The disease can also be drug induced, and this can lead to confusion in the diagnosis. A proportion of patients treated with chlorpromazine may eventually develop lupus anticoagulant, and patients treated with quinine and quinidine were also involved. Unfortunately, the pathology can be detected in apparently healthy patients. Creagh et al., evaluating 500 women in a state of pregnancy, detected the presence of lupus anticoagulant or anticardiolipin antibodies in 3% of the patients. The identification of such accidental autoantibodies is not associated with an increased risk of arterial thrombosis or abortion, even if a high titer of IgG anticardiolipin has been associated with an increased risk of venous thrombotic disease in an epidemiological study. The heterogeneity of the antibodies in this syndrome requires an approach with laboratory tests. This approach should include coagulation assays and solid phase assays for anticardiolipin; in the case in which both tests are positive, in only 50% of cases, the antiphospholipid syndrome is defined. The persistence of autoantibodies should be assessed over time to exclude transient antibodies that may not have any clinical significance. Unfortunately, there are great limitations with the available laboratory tests. Despite advances in the understanding of lupus anticoagulant and awareness of the limits of coagulation tests, many difficulties remain in the routine diagnostic tests. Lupus anticoagulant with a weak inhibitory activity is often overlooked and deficiencies of coagulation factors are mistaken for lupus anticoagulant [2].
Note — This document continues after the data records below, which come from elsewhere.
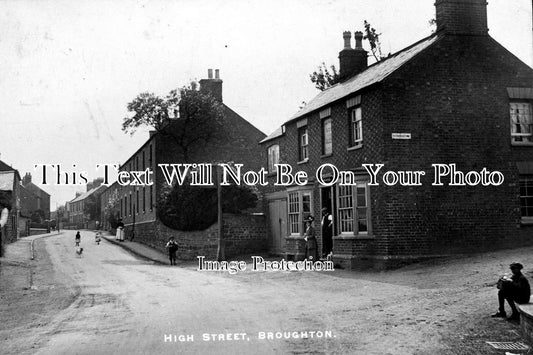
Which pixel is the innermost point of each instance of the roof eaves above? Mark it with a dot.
(379, 78)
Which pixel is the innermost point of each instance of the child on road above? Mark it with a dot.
(172, 247)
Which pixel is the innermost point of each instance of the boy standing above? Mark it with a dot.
(172, 249)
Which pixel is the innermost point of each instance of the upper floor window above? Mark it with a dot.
(521, 123)
(353, 209)
(273, 157)
(303, 143)
(300, 207)
(327, 140)
(356, 127)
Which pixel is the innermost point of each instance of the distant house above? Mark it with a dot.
(34, 199)
(456, 96)
(137, 205)
(10, 189)
(77, 214)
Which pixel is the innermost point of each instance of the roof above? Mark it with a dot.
(86, 194)
(373, 74)
(6, 180)
(277, 133)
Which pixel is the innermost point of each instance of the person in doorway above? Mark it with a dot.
(311, 246)
(327, 232)
(5, 206)
(513, 289)
(172, 247)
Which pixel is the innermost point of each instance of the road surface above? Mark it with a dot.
(111, 302)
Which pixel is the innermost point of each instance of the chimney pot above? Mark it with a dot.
(358, 36)
(347, 36)
(465, 17)
(352, 61)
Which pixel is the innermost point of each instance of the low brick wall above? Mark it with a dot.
(243, 234)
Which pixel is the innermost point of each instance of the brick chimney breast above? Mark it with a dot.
(352, 61)
(462, 17)
(212, 85)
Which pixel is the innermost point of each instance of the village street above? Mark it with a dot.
(111, 302)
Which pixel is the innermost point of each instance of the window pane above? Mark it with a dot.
(521, 122)
(326, 136)
(526, 195)
(302, 143)
(294, 213)
(306, 202)
(273, 157)
(356, 130)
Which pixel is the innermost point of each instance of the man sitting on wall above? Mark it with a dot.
(513, 289)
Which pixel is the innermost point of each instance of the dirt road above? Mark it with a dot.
(110, 302)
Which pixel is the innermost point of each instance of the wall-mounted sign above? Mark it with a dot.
(401, 136)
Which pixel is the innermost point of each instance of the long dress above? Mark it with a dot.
(311, 246)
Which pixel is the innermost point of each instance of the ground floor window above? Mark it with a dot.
(526, 196)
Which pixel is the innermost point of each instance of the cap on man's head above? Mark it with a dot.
(516, 266)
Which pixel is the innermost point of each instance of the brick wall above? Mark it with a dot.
(452, 98)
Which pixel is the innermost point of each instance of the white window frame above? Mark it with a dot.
(325, 142)
(347, 205)
(521, 123)
(356, 126)
(526, 180)
(303, 144)
(296, 212)
(273, 157)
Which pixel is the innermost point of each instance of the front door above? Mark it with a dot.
(277, 212)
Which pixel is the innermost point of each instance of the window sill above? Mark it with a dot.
(294, 236)
(355, 147)
(352, 236)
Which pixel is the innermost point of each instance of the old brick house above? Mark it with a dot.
(458, 97)
(10, 190)
(137, 205)
(34, 199)
(78, 216)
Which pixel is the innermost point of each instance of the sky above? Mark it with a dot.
(69, 68)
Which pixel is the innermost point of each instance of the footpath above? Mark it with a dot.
(141, 250)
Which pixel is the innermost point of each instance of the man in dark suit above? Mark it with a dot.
(513, 289)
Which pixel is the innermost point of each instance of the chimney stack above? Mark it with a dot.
(462, 17)
(212, 85)
(352, 60)
(347, 36)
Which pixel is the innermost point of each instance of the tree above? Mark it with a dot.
(187, 116)
(373, 39)
(325, 78)
(90, 207)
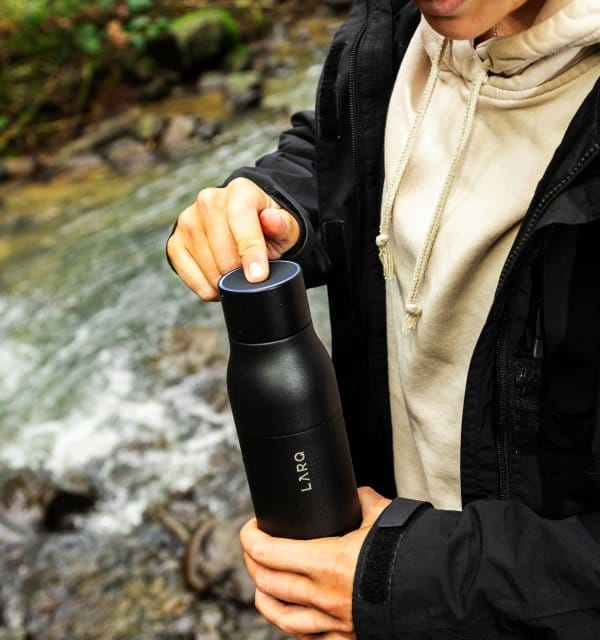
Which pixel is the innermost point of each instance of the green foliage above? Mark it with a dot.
(53, 51)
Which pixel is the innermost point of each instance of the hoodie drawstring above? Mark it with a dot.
(412, 308)
(383, 239)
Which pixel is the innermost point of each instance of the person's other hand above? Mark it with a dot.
(228, 227)
(304, 587)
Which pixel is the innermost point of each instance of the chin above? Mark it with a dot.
(455, 28)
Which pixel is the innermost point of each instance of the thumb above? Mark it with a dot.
(281, 231)
(372, 504)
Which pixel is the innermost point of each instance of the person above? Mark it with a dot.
(446, 189)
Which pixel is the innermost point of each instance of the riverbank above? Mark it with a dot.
(121, 484)
(174, 114)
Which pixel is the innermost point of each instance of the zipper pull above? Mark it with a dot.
(538, 344)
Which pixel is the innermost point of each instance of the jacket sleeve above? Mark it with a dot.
(289, 176)
(495, 570)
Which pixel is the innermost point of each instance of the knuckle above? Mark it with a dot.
(228, 262)
(261, 580)
(206, 293)
(250, 246)
(187, 221)
(207, 197)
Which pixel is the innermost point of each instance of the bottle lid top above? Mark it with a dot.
(257, 312)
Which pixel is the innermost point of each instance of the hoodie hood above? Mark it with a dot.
(558, 39)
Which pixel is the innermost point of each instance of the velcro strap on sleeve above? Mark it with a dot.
(374, 572)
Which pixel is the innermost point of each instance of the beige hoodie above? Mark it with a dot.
(457, 187)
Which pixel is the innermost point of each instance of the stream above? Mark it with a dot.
(113, 382)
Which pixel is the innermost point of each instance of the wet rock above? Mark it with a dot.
(63, 508)
(32, 503)
(203, 36)
(186, 350)
(103, 133)
(78, 162)
(150, 127)
(128, 155)
(19, 168)
(158, 87)
(211, 81)
(244, 89)
(179, 135)
(214, 560)
(208, 130)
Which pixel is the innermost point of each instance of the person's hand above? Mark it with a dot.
(304, 587)
(227, 227)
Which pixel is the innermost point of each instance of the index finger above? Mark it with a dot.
(247, 233)
(283, 554)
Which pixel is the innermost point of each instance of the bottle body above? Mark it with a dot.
(287, 412)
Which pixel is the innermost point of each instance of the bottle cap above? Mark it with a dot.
(257, 312)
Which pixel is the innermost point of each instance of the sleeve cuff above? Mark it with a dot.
(373, 582)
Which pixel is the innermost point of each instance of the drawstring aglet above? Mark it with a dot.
(411, 318)
(385, 255)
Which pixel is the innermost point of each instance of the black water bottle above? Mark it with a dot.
(286, 408)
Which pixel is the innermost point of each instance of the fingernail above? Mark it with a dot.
(255, 270)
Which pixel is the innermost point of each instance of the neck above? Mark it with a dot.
(520, 19)
(515, 22)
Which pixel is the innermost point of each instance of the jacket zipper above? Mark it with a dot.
(356, 156)
(502, 440)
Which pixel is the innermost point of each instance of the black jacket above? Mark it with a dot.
(522, 560)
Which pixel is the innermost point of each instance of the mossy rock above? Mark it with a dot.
(204, 36)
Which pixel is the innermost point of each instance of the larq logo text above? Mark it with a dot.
(302, 471)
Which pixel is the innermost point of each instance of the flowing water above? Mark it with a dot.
(87, 304)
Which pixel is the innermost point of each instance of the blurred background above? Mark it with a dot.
(121, 484)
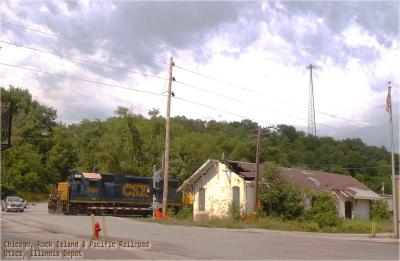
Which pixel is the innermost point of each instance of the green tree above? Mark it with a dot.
(323, 210)
(279, 196)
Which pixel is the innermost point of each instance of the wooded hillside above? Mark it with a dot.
(45, 151)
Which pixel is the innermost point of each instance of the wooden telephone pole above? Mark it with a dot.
(167, 138)
(257, 165)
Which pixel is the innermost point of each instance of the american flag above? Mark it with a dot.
(388, 102)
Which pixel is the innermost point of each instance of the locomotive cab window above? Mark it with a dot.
(93, 183)
(92, 186)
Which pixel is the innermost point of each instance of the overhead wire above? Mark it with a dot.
(81, 79)
(148, 75)
(257, 93)
(82, 60)
(77, 41)
(248, 103)
(122, 87)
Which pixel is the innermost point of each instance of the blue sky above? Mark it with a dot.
(261, 47)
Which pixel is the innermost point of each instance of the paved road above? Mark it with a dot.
(176, 242)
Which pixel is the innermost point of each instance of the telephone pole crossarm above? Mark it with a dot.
(167, 139)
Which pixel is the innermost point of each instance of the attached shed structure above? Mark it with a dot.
(219, 183)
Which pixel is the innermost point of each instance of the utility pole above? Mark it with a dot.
(311, 109)
(257, 165)
(394, 187)
(167, 138)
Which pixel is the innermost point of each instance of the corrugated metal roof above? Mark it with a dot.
(88, 175)
(313, 180)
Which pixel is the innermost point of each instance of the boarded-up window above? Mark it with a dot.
(236, 195)
(202, 199)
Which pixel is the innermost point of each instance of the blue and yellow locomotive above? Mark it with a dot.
(110, 194)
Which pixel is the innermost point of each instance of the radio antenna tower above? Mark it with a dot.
(311, 110)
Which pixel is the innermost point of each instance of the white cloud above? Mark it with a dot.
(271, 66)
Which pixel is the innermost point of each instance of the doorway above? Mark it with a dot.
(348, 209)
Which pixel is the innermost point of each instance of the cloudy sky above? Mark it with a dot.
(233, 60)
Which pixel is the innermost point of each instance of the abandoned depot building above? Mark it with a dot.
(218, 183)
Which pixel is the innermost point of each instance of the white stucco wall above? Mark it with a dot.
(360, 207)
(218, 183)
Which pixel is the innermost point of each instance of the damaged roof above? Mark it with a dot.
(313, 180)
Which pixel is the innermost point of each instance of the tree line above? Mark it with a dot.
(45, 150)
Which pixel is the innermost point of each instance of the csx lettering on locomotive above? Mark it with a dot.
(135, 190)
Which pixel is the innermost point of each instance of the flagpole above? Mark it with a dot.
(394, 192)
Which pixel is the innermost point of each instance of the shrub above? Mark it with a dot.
(279, 196)
(323, 210)
(380, 211)
(186, 212)
(234, 210)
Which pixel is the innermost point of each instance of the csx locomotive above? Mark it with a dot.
(110, 194)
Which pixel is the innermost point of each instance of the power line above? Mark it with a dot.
(81, 79)
(123, 87)
(179, 67)
(217, 109)
(255, 92)
(115, 51)
(216, 79)
(247, 103)
(77, 41)
(82, 60)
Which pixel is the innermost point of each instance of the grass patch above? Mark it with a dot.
(276, 223)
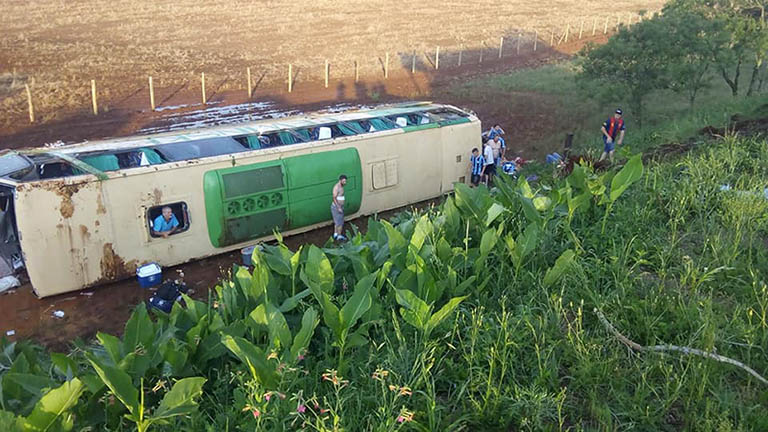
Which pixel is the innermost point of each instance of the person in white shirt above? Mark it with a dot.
(337, 208)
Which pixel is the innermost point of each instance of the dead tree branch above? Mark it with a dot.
(685, 350)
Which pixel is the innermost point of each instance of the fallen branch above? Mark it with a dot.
(685, 350)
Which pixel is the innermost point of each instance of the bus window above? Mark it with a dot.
(199, 149)
(324, 132)
(179, 211)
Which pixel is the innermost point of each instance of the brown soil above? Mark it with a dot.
(106, 308)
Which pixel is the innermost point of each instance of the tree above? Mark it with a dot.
(632, 64)
(692, 38)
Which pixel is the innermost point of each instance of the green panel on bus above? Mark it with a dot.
(310, 184)
(247, 202)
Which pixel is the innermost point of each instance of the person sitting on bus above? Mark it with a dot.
(165, 224)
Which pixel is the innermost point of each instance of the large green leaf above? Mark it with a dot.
(253, 357)
(396, 242)
(524, 188)
(563, 263)
(291, 302)
(331, 316)
(279, 260)
(528, 240)
(318, 269)
(359, 303)
(488, 241)
(529, 210)
(269, 316)
(494, 212)
(443, 313)
(629, 173)
(139, 330)
(301, 341)
(51, 411)
(180, 400)
(26, 383)
(415, 311)
(118, 382)
(64, 365)
(112, 346)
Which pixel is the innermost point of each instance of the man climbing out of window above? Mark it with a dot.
(612, 127)
(165, 224)
(337, 208)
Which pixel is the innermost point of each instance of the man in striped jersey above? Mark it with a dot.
(612, 127)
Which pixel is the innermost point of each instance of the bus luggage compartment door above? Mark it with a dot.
(310, 184)
(246, 202)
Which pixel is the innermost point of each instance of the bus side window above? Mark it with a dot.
(179, 210)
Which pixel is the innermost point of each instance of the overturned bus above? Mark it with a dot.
(81, 215)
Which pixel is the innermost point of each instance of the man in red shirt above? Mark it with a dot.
(612, 127)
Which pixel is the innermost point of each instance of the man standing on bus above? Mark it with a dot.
(490, 168)
(165, 224)
(337, 208)
(612, 127)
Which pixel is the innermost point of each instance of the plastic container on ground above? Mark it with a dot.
(247, 253)
(149, 274)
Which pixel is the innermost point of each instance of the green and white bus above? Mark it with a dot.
(80, 215)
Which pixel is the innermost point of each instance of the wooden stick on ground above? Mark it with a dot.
(685, 350)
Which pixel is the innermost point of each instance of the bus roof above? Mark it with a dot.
(245, 128)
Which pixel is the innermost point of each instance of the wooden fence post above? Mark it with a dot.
(93, 98)
(151, 94)
(202, 87)
(290, 77)
(29, 102)
(250, 86)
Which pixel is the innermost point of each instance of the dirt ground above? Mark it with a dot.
(58, 47)
(106, 308)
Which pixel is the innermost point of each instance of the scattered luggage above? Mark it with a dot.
(149, 275)
(167, 294)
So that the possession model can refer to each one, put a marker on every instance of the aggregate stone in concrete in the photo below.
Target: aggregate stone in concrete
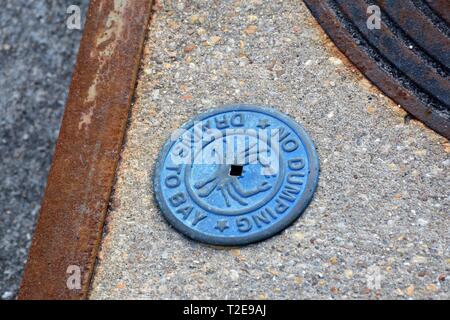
(37, 55)
(378, 226)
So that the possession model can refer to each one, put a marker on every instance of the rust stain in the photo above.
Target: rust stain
(80, 181)
(391, 86)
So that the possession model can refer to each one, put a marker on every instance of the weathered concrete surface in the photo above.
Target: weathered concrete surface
(382, 207)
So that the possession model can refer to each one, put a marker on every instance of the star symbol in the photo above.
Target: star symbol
(222, 225)
(263, 123)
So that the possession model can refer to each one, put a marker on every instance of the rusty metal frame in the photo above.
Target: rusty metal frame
(79, 185)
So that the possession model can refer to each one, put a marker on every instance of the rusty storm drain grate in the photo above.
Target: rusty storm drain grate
(407, 55)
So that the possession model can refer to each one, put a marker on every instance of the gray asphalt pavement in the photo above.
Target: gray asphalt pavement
(37, 55)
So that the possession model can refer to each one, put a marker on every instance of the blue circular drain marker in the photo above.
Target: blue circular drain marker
(236, 175)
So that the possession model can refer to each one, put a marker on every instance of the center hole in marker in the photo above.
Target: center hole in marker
(236, 170)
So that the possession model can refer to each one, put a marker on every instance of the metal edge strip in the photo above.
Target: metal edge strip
(69, 230)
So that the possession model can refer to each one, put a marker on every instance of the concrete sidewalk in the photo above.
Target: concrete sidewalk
(378, 226)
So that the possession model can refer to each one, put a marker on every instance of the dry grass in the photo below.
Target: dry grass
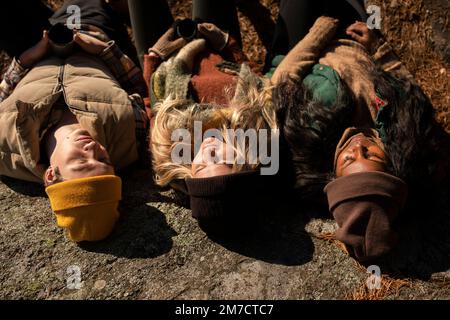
(389, 287)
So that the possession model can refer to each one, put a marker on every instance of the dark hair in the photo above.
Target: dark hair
(416, 145)
(311, 131)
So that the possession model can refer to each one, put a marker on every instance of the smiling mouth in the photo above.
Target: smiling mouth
(84, 138)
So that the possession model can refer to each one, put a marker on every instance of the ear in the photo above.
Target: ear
(49, 176)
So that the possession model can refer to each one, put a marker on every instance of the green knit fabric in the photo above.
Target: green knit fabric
(324, 84)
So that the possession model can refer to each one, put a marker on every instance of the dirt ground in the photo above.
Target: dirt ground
(157, 250)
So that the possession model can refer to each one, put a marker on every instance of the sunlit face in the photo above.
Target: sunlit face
(78, 155)
(210, 161)
(361, 154)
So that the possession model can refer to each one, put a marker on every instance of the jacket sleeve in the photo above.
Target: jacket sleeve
(11, 78)
(126, 72)
(387, 59)
(306, 53)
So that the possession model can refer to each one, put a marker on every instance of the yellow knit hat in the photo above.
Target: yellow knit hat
(86, 207)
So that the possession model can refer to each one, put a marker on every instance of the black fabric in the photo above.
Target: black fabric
(150, 20)
(222, 13)
(232, 201)
(296, 17)
(22, 24)
(99, 14)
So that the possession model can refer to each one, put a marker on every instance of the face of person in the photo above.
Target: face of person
(78, 155)
(361, 154)
(210, 159)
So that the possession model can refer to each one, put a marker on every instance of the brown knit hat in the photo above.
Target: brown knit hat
(365, 205)
(229, 199)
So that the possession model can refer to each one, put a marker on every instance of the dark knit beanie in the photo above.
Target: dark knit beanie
(233, 199)
(365, 206)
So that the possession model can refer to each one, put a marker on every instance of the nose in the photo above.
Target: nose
(359, 150)
(91, 147)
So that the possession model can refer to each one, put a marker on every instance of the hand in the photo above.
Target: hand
(166, 45)
(216, 37)
(89, 44)
(35, 53)
(361, 33)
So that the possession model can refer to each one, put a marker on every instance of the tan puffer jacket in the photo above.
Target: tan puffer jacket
(92, 93)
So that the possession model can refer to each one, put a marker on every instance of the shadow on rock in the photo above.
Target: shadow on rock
(277, 237)
(424, 248)
(24, 187)
(142, 231)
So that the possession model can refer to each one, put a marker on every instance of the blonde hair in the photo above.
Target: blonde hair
(243, 111)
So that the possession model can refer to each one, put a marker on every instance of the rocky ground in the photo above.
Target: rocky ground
(157, 250)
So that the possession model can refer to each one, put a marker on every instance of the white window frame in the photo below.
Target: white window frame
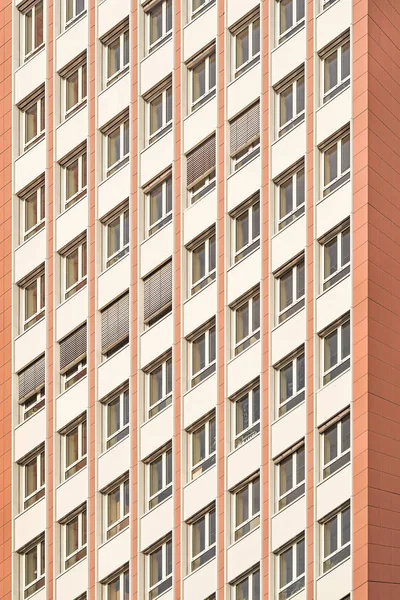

In conclusion, the APS is one of the major causes of hypercoagulability in patients with vascular disease. Young age, some vascular risk factors, and the female sex are the presentation features that allow vascular surgeons to suspect the existence of any state of hypercoagulability [1].

In our case, the presentation of the disease as aortoiliac thrombosis is associated with few precedents in the literature. We believe that the long-term therapy for patients with this disorder should be anticoagulant, just to avoid the high rate of recurrent thrombosis.